Me? I'm going to Starbucks.

Anonymous said...

Mark, sometimes taking the high road means 'turning the other cheek.'

But when bullies push, you push back.

You don't bargain with bullies, and you don't sit down with extortionists. And that is what these particular preservationists are.

When these preservationists talk about the 'high-road,' despite what they say, about goodwill, sitting down in good faith, etc it's really as loaded a statement as everything else they say.

What they really mean is, they want the church to stand, period, and they'll create a situation where they can embarrass these people into sitting down with them to browbeat them into doing it.

Mark said...

It's really been contentious, which is a shame.

There's almost been a blind fight to landmark the church, but that is fraught with problems.

Realistically, I think incorporating elements of the church into the new building is the best answer.

And yes, after getting pushed around sometimes you need to push back.
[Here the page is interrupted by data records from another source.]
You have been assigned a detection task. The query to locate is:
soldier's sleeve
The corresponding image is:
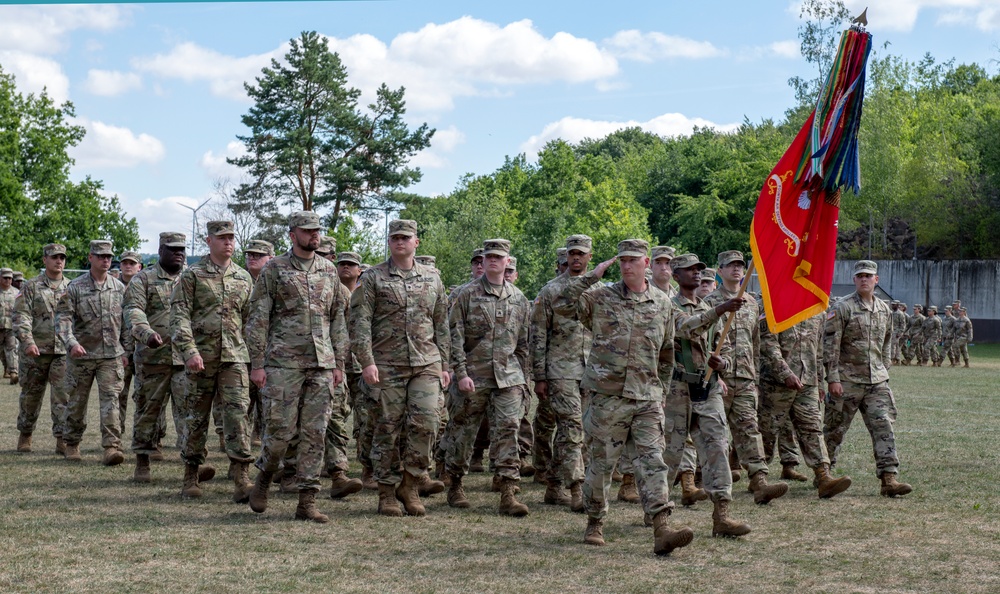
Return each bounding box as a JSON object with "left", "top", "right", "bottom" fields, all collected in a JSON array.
[
  {"left": 125, "top": 275, "right": 154, "bottom": 344},
  {"left": 449, "top": 292, "right": 470, "bottom": 383},
  {"left": 881, "top": 308, "right": 893, "bottom": 371},
  {"left": 119, "top": 285, "right": 132, "bottom": 354},
  {"left": 170, "top": 270, "right": 199, "bottom": 363},
  {"left": 55, "top": 285, "right": 78, "bottom": 352},
  {"left": 969, "top": 319, "right": 974, "bottom": 341},
  {"left": 814, "top": 316, "right": 825, "bottom": 382},
  {"left": 330, "top": 282, "right": 348, "bottom": 373},
  {"left": 350, "top": 272, "right": 377, "bottom": 369},
  {"left": 529, "top": 288, "right": 552, "bottom": 381},
  {"left": 759, "top": 319, "right": 792, "bottom": 382},
  {"left": 678, "top": 302, "right": 722, "bottom": 339},
  {"left": 433, "top": 277, "right": 451, "bottom": 372},
  {"left": 657, "top": 303, "right": 675, "bottom": 384},
  {"left": 245, "top": 268, "right": 274, "bottom": 370},
  {"left": 514, "top": 298, "right": 530, "bottom": 386},
  {"left": 551, "top": 271, "right": 598, "bottom": 329},
  {"left": 824, "top": 304, "right": 846, "bottom": 384},
  {"left": 13, "top": 283, "right": 34, "bottom": 348}
]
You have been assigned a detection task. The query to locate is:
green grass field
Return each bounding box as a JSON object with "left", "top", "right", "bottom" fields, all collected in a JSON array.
[{"left": 1, "top": 345, "right": 998, "bottom": 594}]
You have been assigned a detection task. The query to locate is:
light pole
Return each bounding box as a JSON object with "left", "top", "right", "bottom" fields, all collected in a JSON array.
[{"left": 177, "top": 198, "right": 213, "bottom": 256}]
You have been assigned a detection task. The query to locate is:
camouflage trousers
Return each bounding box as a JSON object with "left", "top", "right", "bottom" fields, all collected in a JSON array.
[
  {"left": 16, "top": 353, "right": 67, "bottom": 438},
  {"left": 351, "top": 373, "right": 377, "bottom": 471},
  {"left": 720, "top": 378, "right": 769, "bottom": 477},
  {"left": 118, "top": 357, "right": 133, "bottom": 436},
  {"left": 909, "top": 338, "right": 925, "bottom": 364},
  {"left": 772, "top": 416, "right": 802, "bottom": 465},
  {"left": 581, "top": 390, "right": 632, "bottom": 476},
  {"left": 824, "top": 380, "right": 900, "bottom": 477},
  {"left": 324, "top": 381, "right": 352, "bottom": 473},
  {"left": 759, "top": 383, "right": 830, "bottom": 469},
  {"left": 445, "top": 383, "right": 523, "bottom": 480},
  {"left": 954, "top": 338, "right": 970, "bottom": 364},
  {"left": 131, "top": 361, "right": 184, "bottom": 455},
  {"left": 248, "top": 375, "right": 262, "bottom": 441},
  {"left": 542, "top": 379, "right": 585, "bottom": 486},
  {"left": 180, "top": 360, "right": 251, "bottom": 466},
  {"left": 942, "top": 338, "right": 955, "bottom": 363},
  {"left": 0, "top": 328, "right": 18, "bottom": 375},
  {"left": 532, "top": 392, "right": 556, "bottom": 478},
  {"left": 583, "top": 392, "right": 672, "bottom": 520},
  {"left": 371, "top": 363, "right": 443, "bottom": 485},
  {"left": 676, "top": 437, "right": 698, "bottom": 474},
  {"left": 63, "top": 357, "right": 125, "bottom": 448},
  {"left": 920, "top": 338, "right": 942, "bottom": 365},
  {"left": 662, "top": 381, "right": 733, "bottom": 501},
  {"left": 890, "top": 333, "right": 904, "bottom": 363},
  {"left": 487, "top": 389, "right": 532, "bottom": 470}
]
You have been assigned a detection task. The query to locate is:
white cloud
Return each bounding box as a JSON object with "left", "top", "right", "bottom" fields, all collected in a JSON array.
[
  {"left": 767, "top": 40, "right": 801, "bottom": 59},
  {"left": 602, "top": 30, "right": 727, "bottom": 62},
  {"left": 790, "top": 1, "right": 1000, "bottom": 33},
  {"left": 0, "top": 50, "right": 70, "bottom": 103},
  {"left": 0, "top": 5, "right": 128, "bottom": 54},
  {"left": 132, "top": 195, "right": 211, "bottom": 249},
  {"left": 520, "top": 113, "right": 740, "bottom": 158},
  {"left": 83, "top": 69, "right": 142, "bottom": 97},
  {"left": 411, "top": 125, "right": 466, "bottom": 169},
  {"left": 199, "top": 141, "right": 246, "bottom": 180},
  {"left": 132, "top": 42, "right": 283, "bottom": 101},
  {"left": 70, "top": 118, "right": 166, "bottom": 168}
]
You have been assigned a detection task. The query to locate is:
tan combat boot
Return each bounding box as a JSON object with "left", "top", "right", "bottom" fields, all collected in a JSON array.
[
  {"left": 616, "top": 473, "right": 640, "bottom": 504},
  {"left": 679, "top": 471, "right": 709, "bottom": 506},
  {"left": 416, "top": 473, "right": 445, "bottom": 497},
  {"left": 492, "top": 475, "right": 520, "bottom": 494},
  {"left": 378, "top": 483, "right": 403, "bottom": 517},
  {"left": 197, "top": 465, "right": 216, "bottom": 483},
  {"left": 749, "top": 471, "right": 788, "bottom": 505},
  {"left": 330, "top": 471, "right": 363, "bottom": 499},
  {"left": 249, "top": 470, "right": 273, "bottom": 513},
  {"left": 781, "top": 463, "right": 809, "bottom": 482},
  {"left": 543, "top": 480, "right": 571, "bottom": 506},
  {"left": 569, "top": 481, "right": 585, "bottom": 513},
  {"left": 880, "top": 472, "right": 912, "bottom": 498},
  {"left": 134, "top": 454, "right": 152, "bottom": 483},
  {"left": 232, "top": 461, "right": 253, "bottom": 504},
  {"left": 469, "top": 450, "right": 485, "bottom": 473},
  {"left": 64, "top": 442, "right": 82, "bottom": 461},
  {"left": 447, "top": 474, "right": 470, "bottom": 508},
  {"left": 16, "top": 432, "right": 31, "bottom": 453},
  {"left": 279, "top": 473, "right": 298, "bottom": 493},
  {"left": 652, "top": 509, "right": 694, "bottom": 556},
  {"left": 395, "top": 471, "right": 427, "bottom": 516},
  {"left": 181, "top": 463, "right": 203, "bottom": 499},
  {"left": 711, "top": 498, "right": 751, "bottom": 537},
  {"left": 361, "top": 466, "right": 377, "bottom": 490},
  {"left": 102, "top": 447, "right": 125, "bottom": 466},
  {"left": 498, "top": 477, "right": 529, "bottom": 517},
  {"left": 295, "top": 491, "right": 330, "bottom": 523},
  {"left": 9, "top": 372, "right": 18, "bottom": 385},
  {"left": 583, "top": 517, "right": 605, "bottom": 546},
  {"left": 150, "top": 444, "right": 165, "bottom": 462},
  {"left": 813, "top": 463, "right": 851, "bottom": 499},
  {"left": 55, "top": 437, "right": 66, "bottom": 456},
  {"left": 519, "top": 459, "right": 536, "bottom": 477}
]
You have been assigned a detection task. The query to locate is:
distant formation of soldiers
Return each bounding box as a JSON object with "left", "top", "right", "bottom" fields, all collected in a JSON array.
[{"left": 8, "top": 215, "right": 979, "bottom": 557}]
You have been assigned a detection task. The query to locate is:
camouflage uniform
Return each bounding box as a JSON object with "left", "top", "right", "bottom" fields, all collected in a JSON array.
[
  {"left": 0, "top": 273, "right": 20, "bottom": 377},
  {"left": 954, "top": 311, "right": 972, "bottom": 366},
  {"left": 551, "top": 240, "right": 676, "bottom": 522},
  {"left": 941, "top": 308, "right": 956, "bottom": 365},
  {"left": 117, "top": 251, "right": 142, "bottom": 437},
  {"left": 890, "top": 303, "right": 907, "bottom": 365},
  {"left": 920, "top": 308, "right": 943, "bottom": 366},
  {"left": 56, "top": 247, "right": 128, "bottom": 451},
  {"left": 905, "top": 308, "right": 925, "bottom": 364},
  {"left": 14, "top": 248, "right": 70, "bottom": 441},
  {"left": 170, "top": 245, "right": 254, "bottom": 467}
]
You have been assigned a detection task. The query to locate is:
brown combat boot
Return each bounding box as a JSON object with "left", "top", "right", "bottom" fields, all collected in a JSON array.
[
  {"left": 679, "top": 471, "right": 709, "bottom": 506},
  {"left": 55, "top": 437, "right": 66, "bottom": 456},
  {"left": 181, "top": 463, "right": 203, "bottom": 499},
  {"left": 197, "top": 465, "right": 216, "bottom": 483},
  {"left": 569, "top": 481, "right": 585, "bottom": 513},
  {"left": 64, "top": 442, "right": 82, "bottom": 461},
  {"left": 378, "top": 483, "right": 403, "bottom": 517},
  {"left": 395, "top": 471, "right": 427, "bottom": 516},
  {"left": 652, "top": 509, "right": 694, "bottom": 556},
  {"left": 102, "top": 447, "right": 125, "bottom": 466},
  {"left": 498, "top": 477, "right": 529, "bottom": 517},
  {"left": 295, "top": 491, "right": 330, "bottom": 523},
  {"left": 249, "top": 470, "right": 273, "bottom": 512},
  {"left": 533, "top": 470, "right": 548, "bottom": 485},
  {"left": 279, "top": 473, "right": 298, "bottom": 493},
  {"left": 617, "top": 473, "right": 640, "bottom": 503},
  {"left": 16, "top": 432, "right": 32, "bottom": 453},
  {"left": 813, "top": 463, "right": 851, "bottom": 499},
  {"left": 749, "top": 471, "right": 788, "bottom": 505},
  {"left": 964, "top": 361, "right": 970, "bottom": 368},
  {"left": 543, "top": 481, "right": 571, "bottom": 506},
  {"left": 447, "top": 474, "right": 470, "bottom": 508},
  {"left": 781, "top": 463, "right": 809, "bottom": 481},
  {"left": 361, "top": 466, "right": 377, "bottom": 490},
  {"left": 492, "top": 475, "right": 520, "bottom": 493},
  {"left": 9, "top": 372, "right": 18, "bottom": 385},
  {"left": 880, "top": 472, "right": 912, "bottom": 498},
  {"left": 134, "top": 454, "right": 151, "bottom": 483},
  {"left": 232, "top": 461, "right": 253, "bottom": 504},
  {"left": 150, "top": 444, "right": 164, "bottom": 462},
  {"left": 712, "top": 498, "right": 751, "bottom": 537},
  {"left": 583, "top": 517, "right": 605, "bottom": 546},
  {"left": 329, "top": 471, "right": 363, "bottom": 499},
  {"left": 519, "top": 459, "right": 536, "bottom": 477},
  {"left": 416, "top": 473, "right": 445, "bottom": 497},
  {"left": 469, "top": 450, "right": 485, "bottom": 473}
]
If I were in Emerick's shoes I might have done the same thing.

Still, right or wrong, I hold religious leaders to a higher standard.

When news came out that the church was up for sale on Dakota Realty, questions needed to be answered. People wanted to know what was happening. However I felt Emerick didn't take the high road when he said "The preservationists are behind this buzz," said Pastor Emerick. "People have a tendency to see an assumption as a fact. The assumption is wrong, and so, then of course, is the so-called fact."

I can understand pushing back, but this was a legitimate concern. Was the listing a mistake? The realtor said Betesh was the seller. There was real concern and the best Emerick could come out with was blaming the preservationists? I expect better from him.

And it's hard to discern what is real when I read “The building is falling down. It’s crumbling. The building is not safe.”

And then less than a month later read "The Bay Ridge United Methodist Church lent its beautiful interior to the Guild for Exceptional Children on Feb. 11 for a concert fundraiser."

Is the building safe or not? If it's not safe, why have a fundraiser inside.

But to move forward, I hope whoever rebuilds there will incorporate elements of the church. It would be shame to have it completely disappear.

I also agree that we need a "meaningful preservation committee." One that has goals, an overall plan, and the ability to get things done without smear campaigns. It may take a few of us to step up to the plate.